Com narrativa infantil, ‘Gênesis’ obtém a melhor audiência de estreia na Record desde 2016
O SBT que abra o olho. A emissora de Silvio Santos, que aposta no filão infantil para suas novelas, ainda é forçada a manter o recesso de suas produções em razão da pandemia, em zelo a um elenco majoritariamente infantil. Mas a Record, ao trabalhar a narrativa bíblica da criação do mundo em sete dias, do anjo que virou Lúcifer e da serpente que persuadiu Eva a comer o fruto proibido, iniciou nesta terça-feira (19) uma tentadora concorrência às tramas do SBT.
Em seu primeiro capítulo, “Gênesis” teve a melhor estreia de uma novela da casa desde “A Terra Prometida” (2016). A prévia dos números indicou 15,7 pontos na Grande São Paulo. No Rio, o saldo foi de 15 pontos, mesmo patamar do PNT (Painel Nacional de TV), segundo dados da Kantar Ibope. O placar foi ainda maior em Salvador (18), Belém (18,1), Vitória (16) e Goiânia (20).
Antes de comer do fruto proibido, Adão tem o rosto barbeadíssimo, valeria até um merchandising de lâmina ou creme de barbear. Os cabelos são aparados, como têm de ser, segundo normas de bem, os cabelos dos meninos, e isso vale até para Lúcifer. Já Eva não conhece a tesoura, mas, aparentemente, traz as axilas limpinhas de pelos indesejáveis. Os dois têm olhos claros, o que seria de se presumir que toda a humanidade poderia ter olhos azuis ou verdes, veja a vantagem.
Mas Lúcifer, interpretado justamente por Igor Rikli, dono de belo par de olhos claros na vida real, lá está de lentes escuras pra representar o demônio, que alterna sua imagem entre uma figura careca, marcada por cicatrizes do fogo, e fios platinados (por um instante, pode ser confundido com o Supla).
O criacionismo tudo aceita, sem restrições a efeitos de computação gráfica que beiram a animação.

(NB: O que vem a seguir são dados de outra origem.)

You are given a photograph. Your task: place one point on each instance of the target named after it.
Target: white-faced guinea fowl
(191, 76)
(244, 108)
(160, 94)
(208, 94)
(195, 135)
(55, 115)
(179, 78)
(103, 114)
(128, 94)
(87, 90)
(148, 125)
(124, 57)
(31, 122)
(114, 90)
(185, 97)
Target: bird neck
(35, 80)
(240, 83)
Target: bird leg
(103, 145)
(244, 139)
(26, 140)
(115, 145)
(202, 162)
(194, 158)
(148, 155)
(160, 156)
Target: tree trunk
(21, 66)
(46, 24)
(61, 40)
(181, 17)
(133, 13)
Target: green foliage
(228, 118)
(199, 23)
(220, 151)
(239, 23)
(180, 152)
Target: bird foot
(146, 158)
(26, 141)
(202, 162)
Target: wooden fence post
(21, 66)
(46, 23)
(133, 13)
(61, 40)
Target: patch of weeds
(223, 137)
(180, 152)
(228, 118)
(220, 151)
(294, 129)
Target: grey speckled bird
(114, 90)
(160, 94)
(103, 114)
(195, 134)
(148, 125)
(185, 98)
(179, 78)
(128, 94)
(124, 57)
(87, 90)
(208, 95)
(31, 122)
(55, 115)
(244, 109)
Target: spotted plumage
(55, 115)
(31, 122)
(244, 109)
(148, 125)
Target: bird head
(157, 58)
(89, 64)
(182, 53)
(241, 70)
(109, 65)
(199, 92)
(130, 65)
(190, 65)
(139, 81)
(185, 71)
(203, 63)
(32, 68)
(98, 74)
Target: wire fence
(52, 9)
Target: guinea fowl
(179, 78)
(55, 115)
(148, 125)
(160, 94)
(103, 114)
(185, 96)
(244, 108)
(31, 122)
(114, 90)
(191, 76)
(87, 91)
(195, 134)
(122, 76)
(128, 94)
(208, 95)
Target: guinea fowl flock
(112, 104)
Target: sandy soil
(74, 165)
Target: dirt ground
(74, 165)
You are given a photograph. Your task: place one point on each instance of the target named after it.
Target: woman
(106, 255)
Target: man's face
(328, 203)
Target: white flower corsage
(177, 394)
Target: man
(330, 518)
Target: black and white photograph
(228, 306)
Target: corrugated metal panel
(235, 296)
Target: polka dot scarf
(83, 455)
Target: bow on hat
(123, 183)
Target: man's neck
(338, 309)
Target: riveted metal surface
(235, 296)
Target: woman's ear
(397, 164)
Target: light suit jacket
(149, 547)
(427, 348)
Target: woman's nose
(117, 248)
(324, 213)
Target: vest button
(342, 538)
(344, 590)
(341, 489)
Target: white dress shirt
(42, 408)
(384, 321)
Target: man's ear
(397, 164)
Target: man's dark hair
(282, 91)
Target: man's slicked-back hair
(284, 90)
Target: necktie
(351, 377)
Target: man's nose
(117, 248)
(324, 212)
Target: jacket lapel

Quem se envergonha de clichês e estereótipos? Se Adão parece um modelo de passarela e os cabelos de Eva perdem a escova depois que ela peca, tudo faz parte de uma linguagem de fábula, capaz de alcançar o fascínio dos adultos de fé, de abalar o temor dos descrentes e de aguçar a crença das crianças, como se todos estivessem diante de uma aula de catecismo.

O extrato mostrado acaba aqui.